The first mutual aid associations emerged in Italy, especially in Piedmont, during the revolution of 1848. They spread rapidly and formed the first organisational foundation of the cooperative movement. But it was in 1883 that the first Rural Bank (Cassa Rurale) was established in Loreggia, in the province of Padua, by a landowner named Leone Wollemborg, using Raiffeisen's efforts as a model. This was followed in 1884 by the Rural Bank of Cambiano di Castelfiorentino in the province of Florence, and that of Trebaseleghe, also in the province of Padua.
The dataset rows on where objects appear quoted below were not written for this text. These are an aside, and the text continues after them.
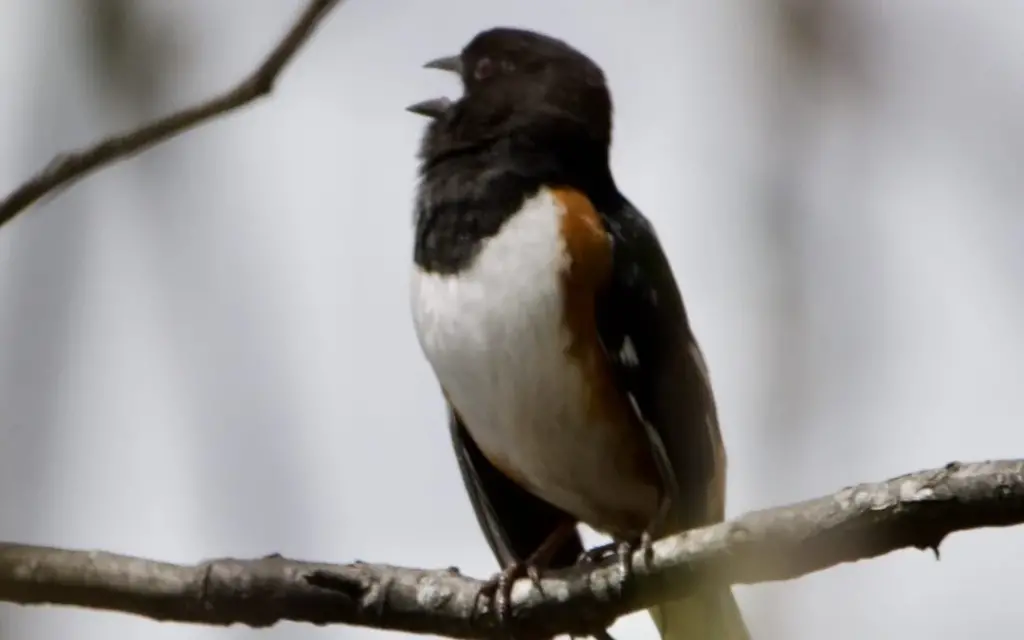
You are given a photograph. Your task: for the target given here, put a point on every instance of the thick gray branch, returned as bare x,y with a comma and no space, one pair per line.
863,521
68,167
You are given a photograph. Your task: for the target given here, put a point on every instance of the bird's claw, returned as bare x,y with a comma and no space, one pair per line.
623,551
499,588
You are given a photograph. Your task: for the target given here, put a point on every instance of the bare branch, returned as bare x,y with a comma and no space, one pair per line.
69,167
859,522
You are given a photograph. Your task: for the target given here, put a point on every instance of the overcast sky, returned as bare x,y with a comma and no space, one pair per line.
207,350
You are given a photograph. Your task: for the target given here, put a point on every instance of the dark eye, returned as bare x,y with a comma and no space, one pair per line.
484,69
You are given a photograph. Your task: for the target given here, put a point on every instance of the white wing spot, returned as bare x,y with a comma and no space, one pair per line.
628,354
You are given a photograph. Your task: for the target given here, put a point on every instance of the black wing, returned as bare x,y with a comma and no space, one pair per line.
646,335
514,521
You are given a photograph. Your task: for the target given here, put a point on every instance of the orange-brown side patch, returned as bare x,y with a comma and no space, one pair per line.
590,252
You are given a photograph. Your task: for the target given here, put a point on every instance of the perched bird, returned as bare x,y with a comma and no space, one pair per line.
549,312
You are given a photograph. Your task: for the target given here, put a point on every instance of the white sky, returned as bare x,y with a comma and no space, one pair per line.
207,350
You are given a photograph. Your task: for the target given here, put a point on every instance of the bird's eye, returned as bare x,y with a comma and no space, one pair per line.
484,69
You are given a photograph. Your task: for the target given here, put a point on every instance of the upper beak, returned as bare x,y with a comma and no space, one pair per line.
435,108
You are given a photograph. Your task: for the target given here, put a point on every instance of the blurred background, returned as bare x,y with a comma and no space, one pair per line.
207,350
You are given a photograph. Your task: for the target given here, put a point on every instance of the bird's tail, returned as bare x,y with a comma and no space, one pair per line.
702,615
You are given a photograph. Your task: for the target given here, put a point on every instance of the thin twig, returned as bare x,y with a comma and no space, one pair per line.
73,165
859,522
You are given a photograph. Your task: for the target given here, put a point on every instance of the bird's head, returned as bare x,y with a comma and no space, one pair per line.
517,82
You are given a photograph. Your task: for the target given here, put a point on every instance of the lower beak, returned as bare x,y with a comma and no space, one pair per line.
433,108
450,62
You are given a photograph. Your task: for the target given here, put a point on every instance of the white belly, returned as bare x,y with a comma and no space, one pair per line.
495,336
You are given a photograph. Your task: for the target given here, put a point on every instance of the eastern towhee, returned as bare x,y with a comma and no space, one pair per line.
549,312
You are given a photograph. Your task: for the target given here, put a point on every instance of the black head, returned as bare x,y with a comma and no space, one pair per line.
518,83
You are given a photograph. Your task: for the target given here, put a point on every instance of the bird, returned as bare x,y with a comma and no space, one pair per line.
541,297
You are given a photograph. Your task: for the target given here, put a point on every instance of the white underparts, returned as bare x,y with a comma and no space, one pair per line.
496,338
In 1890, thanks to the hard work of a young priest, Don Luigi Cerutti, the first Catholic Rural Bank was founded in Gambarare, in the province of Venice. In 1891, Pope Leo XIII's encyclical Rerum Novarum became the manifesto of the widespread movement in support of credit cooperation inspired by the church's Magisterium. From then on, Catholic Rural Savings Banks spread extensively thanks to the work of enlightened priests (including Don Lorenzo Guetti, Don Luigi Sturzo, Don Carlo De Cardona) and prominent representatives of the Catholic culture of the time (one of them being the economist Giuseppe Toniolo, proclaimed Blessed by Pope Benedict XVI in 2012).